Minor correction, the last one is rest_for_one https://www.erlang.org/doc/man/supervisor.html#supervision-p...

One of the great things about the Elixir ecosystem is that, in so many cases, the libraries you’re using make the appropriate use of supervision trees so you don’t have to.

Obviously it depends on what you’re building and you can craft your own supervision structures if you want to. But most of the time you can get the benefits of BEAM resiliency without having to drop down into the details.

The thing about Elixir resilience is that it takes experience to fully appreciate what it does and realize that in a web app, the actual use case when this becomes important is not that often to be totally honest.

I can give an example where this could be useful, I once worked on a node-app that couldn't use clustering mode because reasons and we only had 1 server running this particular piece of code. It turned out that we had a bug that made the node app crash whenever a user posted some invalid data. The problem here was that the app itself was a SPA and the users could just keep on posting even if it failed and they did in frustration.

So then app crashed and took a few seconds to reload, then crashed again. This mean that the entire api went down while the user was posting and thus could not respond to any other requests. This would never happen in Elixir and the load would just continue being ok even if 100 users at the same time would keep posting bad data.

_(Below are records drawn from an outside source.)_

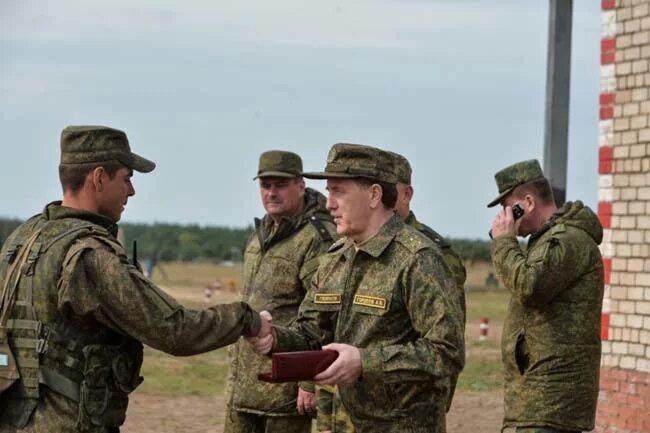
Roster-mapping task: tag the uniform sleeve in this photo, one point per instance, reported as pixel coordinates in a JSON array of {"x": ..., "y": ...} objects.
[
  {"x": 436, "y": 315},
  {"x": 324, "y": 407},
  {"x": 310, "y": 263},
  {"x": 549, "y": 267},
  {"x": 100, "y": 284}
]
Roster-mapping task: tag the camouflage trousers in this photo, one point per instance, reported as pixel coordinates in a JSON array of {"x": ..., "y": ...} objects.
[
  {"x": 244, "y": 422},
  {"x": 332, "y": 415},
  {"x": 541, "y": 430}
]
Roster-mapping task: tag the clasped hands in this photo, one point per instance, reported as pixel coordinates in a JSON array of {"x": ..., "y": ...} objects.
[{"x": 345, "y": 370}]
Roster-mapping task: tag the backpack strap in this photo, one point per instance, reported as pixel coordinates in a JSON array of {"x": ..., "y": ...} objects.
[{"x": 9, "y": 290}]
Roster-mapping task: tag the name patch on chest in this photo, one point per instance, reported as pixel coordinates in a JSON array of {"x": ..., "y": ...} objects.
[
  {"x": 370, "y": 301},
  {"x": 327, "y": 298}
]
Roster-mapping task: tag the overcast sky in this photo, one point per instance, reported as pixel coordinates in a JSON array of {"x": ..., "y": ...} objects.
[{"x": 202, "y": 87}]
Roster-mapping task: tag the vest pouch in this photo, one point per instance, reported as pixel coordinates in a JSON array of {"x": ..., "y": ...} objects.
[
  {"x": 101, "y": 402},
  {"x": 8, "y": 370}
]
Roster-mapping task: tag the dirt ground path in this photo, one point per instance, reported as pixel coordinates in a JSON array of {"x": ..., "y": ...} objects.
[{"x": 472, "y": 412}]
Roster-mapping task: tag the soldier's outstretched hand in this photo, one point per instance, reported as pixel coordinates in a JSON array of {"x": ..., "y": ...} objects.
[
  {"x": 346, "y": 369},
  {"x": 265, "y": 340}
]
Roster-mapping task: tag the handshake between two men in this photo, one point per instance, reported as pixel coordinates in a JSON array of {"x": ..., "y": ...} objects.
[{"x": 345, "y": 369}]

The bad thing about Elixir resilience is that it is only applied to application logic. The rest of the time shit can go wrong is just the same as any other app since most elixir projects use the same kind of tooling (postgres, some web server in front etc). Not that many seems to use the built in mnesia database, no downtime deployment etc. The BEAM comes with many cool feature in theory but very few actually utilizes them so this 99.99999% uptime rarely comes into effect. The amount of time I've had downtime on apps because of things in the application logic like the first story I mentioned has been very, very few and most of the time it's something else entirely and that thing does Elixir not really help with most of the time.

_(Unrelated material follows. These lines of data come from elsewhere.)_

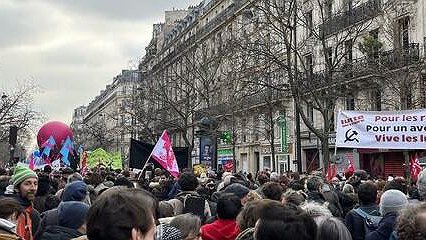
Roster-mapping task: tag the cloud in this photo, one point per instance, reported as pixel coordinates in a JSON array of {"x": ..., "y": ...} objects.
[
  {"x": 73, "y": 49},
  {"x": 121, "y": 10}
]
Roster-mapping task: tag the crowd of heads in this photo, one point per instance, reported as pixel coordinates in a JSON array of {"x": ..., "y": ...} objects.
[{"x": 106, "y": 204}]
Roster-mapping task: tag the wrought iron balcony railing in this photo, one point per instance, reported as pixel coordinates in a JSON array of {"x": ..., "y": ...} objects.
[
  {"x": 382, "y": 62},
  {"x": 387, "y": 60},
  {"x": 338, "y": 22}
]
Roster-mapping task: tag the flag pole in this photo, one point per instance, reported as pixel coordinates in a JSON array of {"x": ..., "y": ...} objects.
[{"x": 146, "y": 162}]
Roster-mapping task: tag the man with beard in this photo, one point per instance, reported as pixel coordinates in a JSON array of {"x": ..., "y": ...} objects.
[{"x": 25, "y": 183}]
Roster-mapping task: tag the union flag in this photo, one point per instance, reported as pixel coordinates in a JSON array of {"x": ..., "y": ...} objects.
[{"x": 164, "y": 155}]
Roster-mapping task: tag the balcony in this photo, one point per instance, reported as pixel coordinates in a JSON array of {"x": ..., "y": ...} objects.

Sure you could utilize all the cool features of the BEAM but it seems like in the absolute majority of cases the amount of work is simply too great for it to be worth the time investment required.

Nice article! FTA: "One for one indicates that if a child crashes it, it and only it should be considered when restarting." What is "it" in this context?

What I also like about Elixir is, that it is a sort of nice language. What I mean by that is, that it has convenient language features like tail-call optimization, immutable by default data structures, modules (seemingly proper ones, but I am still learning, so I still need to check things like "Can I limit what a module exports?"), and great pattern matching. Then of course there is the heritage from building on top of BeamVM and Erlang: Lightweight processes. I also prefer having `do` and `end` markers for things, so that one can write expressions inline, like `fn args -> foobar end`. Having such markers enables structural code editing and things like putting the point at the `do` and then by one keyboard shortcut select everything until `end`.

Partially related question:

There was an article about the implementation of supervisors and you can’t use the “let is crash philosophy” in the whole erlang/beam stack but there is a small (loc) implementation in C which has to be proven safely in order for the “let it crash philosophy” to work.

I don’t know if this was the definition and implementation of a supervisor itself or a process itself.

Does anybody know what I mean and which article I am referring to? If so, I would be glad if you could post a link to the article

Elixir seems to be picking up insane steam right now. Every day or two there is a fascinating Elixir post here and its promise seems too good to resist. Has anyone else latched their cart onto this horse?